Comment 1•5 years ago
|
||
Gabriele, Not sure you have cycles to look into that, or know someone who has. But that looks pretty bad... Note that jryans is still around if we need some more detail on this.
Updated•5 years ago
|
Comment 2•5 years ago
|
||
I remember encountering a similar report some time ago. Leaving the NI to test on my Mac.
Comment 3•5 years ago
|
||
I wasn't aware that we ever handled "Force Quit", but it ought to be straightforward to test on an older release. I'm pretty sure that does the Darwin equivalent of SIGKILL which is not something you can handle.
Updated•5 years ago
|
Comment 4•5 years ago
|
||
Force quitting doesn't trigger the crash reporter. If it appeared before it might have been because some hang detector had a chance of killing Firefox before it was force-quitted. Do you still have some submitted reports for those occurrences on crash-stats?
Reporter | ||
Comment 5•5 years ago
|
||
I am not sure I understand the question... Since the crashes went to the Apple crash reporter instead of Mozilla's, there was no option to submit them to crash-stats. I have Apple format *.crash files listed in Console.app similar to the attachment on this bug. If there's some way to manually submit those to crash-stats, please let me know. What's a good way inject a crash that should definitely be caught be the crash reporter, so I can check whether it's working at all for me? About the hang detector, have there been changes in that area recently? Mainly I am just worried that other people could be seeing the same as me, so potentially there are many crash reports no longer being collected.
Comment 6•5 years ago
|
||
Sorry for the confusion, I meant if you had submissions of the crashes you sent when the crash reporter was still showing up.
Reporter | ||
Comment 7•5 years ago
|
||
Ah okay, no recent crashes submitted. According to about:crashes, 2018-10-20 is the last time I was able to submit a crash to Mozilla, but in reality I do see them every few days or so.
Comment 8•5 years ago
|
||
(In reply to J. Ryan Stinnett [:jryans] from comment #7) > Ah okay, no recent crashes submitted. According to about:crashes, 2018-10-20 > is the last time I was able to submit a crash to Mozilla, If you still have the crash report for that one it would be helpful to figure out what's going on.
Comment 9•5 years ago
|
||
This is still concerning to me, but also unlikely to go anywhere in time for 65 at this point. Will leave this as fix-optional in case a low-risk fix does arrive at some point.
Updated•5 years ago
|
Comment 10•5 years ago
|
||
jryans, can you try the crash me now extension to force a crash?

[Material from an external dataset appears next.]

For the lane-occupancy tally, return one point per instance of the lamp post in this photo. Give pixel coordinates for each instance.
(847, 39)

https://github.com/rhelmer/webext-experiment-crashme
Comment 11•5 years ago
|
||
Stephen, have you seen other recent problems with hangs on waking from sleep, on macOS 10.13?
Is there any way we can usefully investigate? Telemetry to check?
Reporter | ||
Comment 12•5 years ago
|
||
(In reply to Gabriele Svelto [:gsvelto] from comment #8)
(In reply to J. Ryan Stinnett [:jryans] from comment #7)
Ah okay, no recent crashes submitted. According to about:crashes, 2018-10-20
is the last time I was able to submit a crash to Mozilla,If you still have the crash report for that one it would be helpful to
figure out what's going on.
The report from 2018-10 is https://crash-stats.mozilla.org/report/index/aaea24a2-bb78-4966-9a6e-9bd040181020, but I don't think it's very helpful here, as it's not same kind of crash this bug is about. The resume from sleep crashes aren't being caught by the Mozilla crash reporter, so I don't have Mozilla crash reports to share for them.
Reporter | ||
Comment 13•5 years ago
|
||
(In reply to Liz Henry (:lizzard) (use needinfo) from comment #10)
jryans, can you try the crash me now extension to force a crash?
https://github.com/rhelmer/webext-experiment-crashme
Yes, using this add-on, I was able to trigger a crash and successfully submit a report to Mozilla:
https://crash-stats.mozilla.org/report/index/97ed020c-cabf-4b8a-85be-7f99f0190118
So, this confirms I can still report crashes in the general case.
The unsolved issue seems to be getting crash reporter to correctly capture resume from sleep crashes so that they load in the Mozilla crash reporter (instead of Apple) and can be submitted.
Comment 14•5 years ago
|
||
(In reply to Liz Henry (:lizzard) (use needinfo) from comment #11)
Stephen, have you seen other recent problems with hangs on waking from sleep, on macOS 10.13?
Is there any way we can usefully investigate? Telemetry to check?
The only other recent issue that I'm aware of is bug 1516367. However, that applies to all crashes, not just wake from sleep. Someone who's more familiar with the crash reporter may be able to help here.
Comment 15•5 years ago
|
||
Anthony, can anyone from your team investigate crashing on wake from sleep?
Comment 16•5 years ago
|
||
This likely isn't a priority for 66, but I think it still could use investigation to make sure there isn't a widespread problem. I'll follow up in email.
Updated•5 years ago
|
It seems that the problem at hand is that resume after suspend is broken.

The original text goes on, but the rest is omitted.